東浩紀・イケダハヤト・家入一真「世界はほんとに評価経済に移行しているのか」

・「貨幣経済から評価経済に移行している」説
ソーシャルネットワークによって、個人が評価を得られると経済に結びつく。
・SNの発達によって企業等の組織に所属しなくても個人の能力が評価されるようになった。しかし競争は激しくなった。

社会保障を経済成長により成し遂げるのは難しい。税金による再分配が困難に。年金ももらえるかわからない。NPOのマーケティング。個人が「セーフティネット」に相当するネットワークを充足する。

自己啓発本=「俺の成功体験に学べ」。個人の成功体験と社会の成功体験を混同。全員が勝ったら価値がない。稀少材によって成立する。希少でなくなったらカリスマじゃない。皆が価値評価経済には乗れない。社会保障の代替としての価値評価経済というのはありえない。

・スタディギフトの失敗。フォロワ数が多いほど障害も多くなる。坂口のフォロワが多過ぎた。
・妬みは人間の本質的感情、若い女の子というだけで妬む人もいる、リテラシーの上昇でなんとかなるものではない。クラウドファンディングは本来「怪しい物」であり、完全な事業計画書・コミットメントに対する明確な対価ではない。プラットフォームのアーキテクチャを改善してどうにかなる問題ではない。
・お金を集めたけど実行しなかった事例。
・贈与は「交換」ではないから、感情的なものや期待が含まれてくる。ソーシャルメディアは過剰な「贈与」を大きくする世界。ソーシャルメディアは数百~数千人の規模の人が生きていける世界。個別対応やコントロールを超えてしまう。
・玉置沙由里:一人1000円、100人のクローズドなコミュニティ。
・3年前までソーシャルメディアを使いこなせるというリテラシーでフィルタリングがかかっていたが、「早稲田大学女子」というだけで嫉妬するような人間がtwitterを使うようになった。オープンになって有象無象の嫉妬が広がる。
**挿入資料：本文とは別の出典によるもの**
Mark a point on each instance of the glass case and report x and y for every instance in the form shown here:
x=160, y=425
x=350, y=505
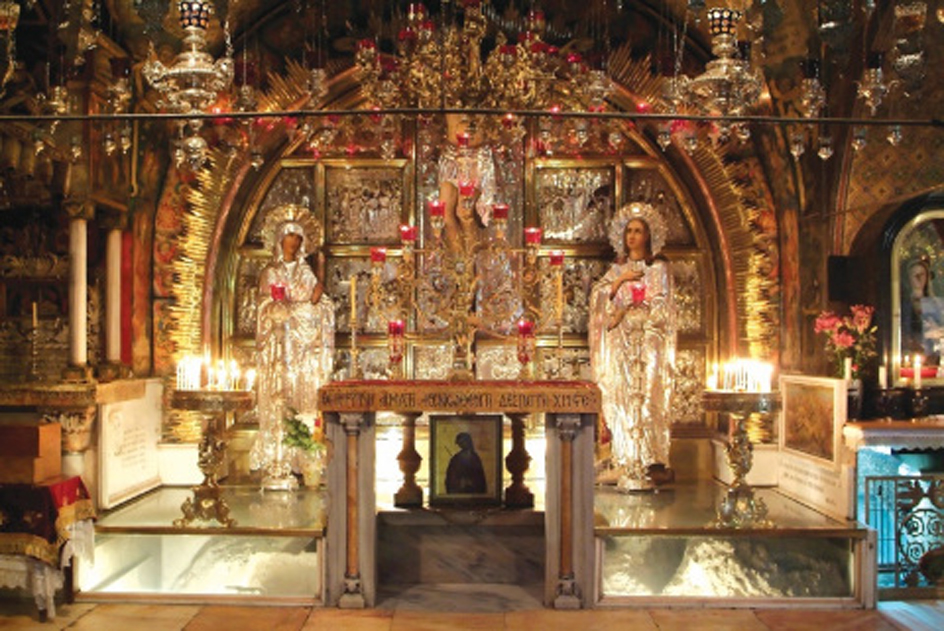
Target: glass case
x=274, y=552
x=666, y=545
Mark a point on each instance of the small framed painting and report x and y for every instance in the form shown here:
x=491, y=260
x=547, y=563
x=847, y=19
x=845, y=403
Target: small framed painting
x=465, y=460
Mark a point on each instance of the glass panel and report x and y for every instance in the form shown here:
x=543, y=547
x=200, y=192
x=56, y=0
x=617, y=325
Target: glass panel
x=727, y=566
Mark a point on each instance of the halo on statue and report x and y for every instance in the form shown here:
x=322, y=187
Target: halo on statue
x=290, y=218
x=637, y=210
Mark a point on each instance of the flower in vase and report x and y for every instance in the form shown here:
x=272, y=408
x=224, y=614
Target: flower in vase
x=851, y=336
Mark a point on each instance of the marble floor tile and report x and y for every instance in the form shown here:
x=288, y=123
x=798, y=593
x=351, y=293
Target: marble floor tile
x=349, y=619
x=707, y=620
x=218, y=617
x=818, y=620
x=416, y=621
x=584, y=620
x=915, y=615
x=137, y=617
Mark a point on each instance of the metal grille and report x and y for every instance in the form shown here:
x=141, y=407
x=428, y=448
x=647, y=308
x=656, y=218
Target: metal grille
x=908, y=514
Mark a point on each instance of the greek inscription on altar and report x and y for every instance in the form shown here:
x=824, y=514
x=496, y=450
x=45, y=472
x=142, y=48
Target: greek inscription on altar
x=129, y=433
x=522, y=401
x=821, y=487
x=398, y=401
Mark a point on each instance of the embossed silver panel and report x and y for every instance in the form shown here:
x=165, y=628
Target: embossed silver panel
x=363, y=205
x=575, y=203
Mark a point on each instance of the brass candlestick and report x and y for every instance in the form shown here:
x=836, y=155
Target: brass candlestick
x=740, y=508
x=207, y=502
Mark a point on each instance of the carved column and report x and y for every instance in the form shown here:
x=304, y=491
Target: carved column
x=567, y=595
x=353, y=596
x=112, y=366
x=517, y=495
x=409, y=495
x=80, y=212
・政治メディアを作りたい津田大介。ネオローグ設立はダウンロード違法化に間に合わなかった。従業員を雇うには金が必要。東浩紀が出版社を立ち上げ、若手を育てようとして失敗。失敗の原因は若手の人生を保証できなかったから。金や権力が介在しない対等な、自由な個人の集まりでしかなく、コミットメントがなかった。育てることの本義に帰ると、相互のコミットメントが必須、例えば互いのコミットメントがない親子関係はありえない。

・才能ある若い人を育てるというのは、書かせる媒体の用意だけでなく、月給支払えるキャッシュの必要。
・イケダハヤトや古市憲寿は単に若いから金が低くても食っていけているだけで、アフェリエイトでは食っていけなくなる。他人を育てるなど不可能。

・プラットフォームを整備してもジョブズは現れない。現にあるのは残酷な選別、それも偶然による。成功者の背後には物語があり、「たまたま誰かに会って」成功。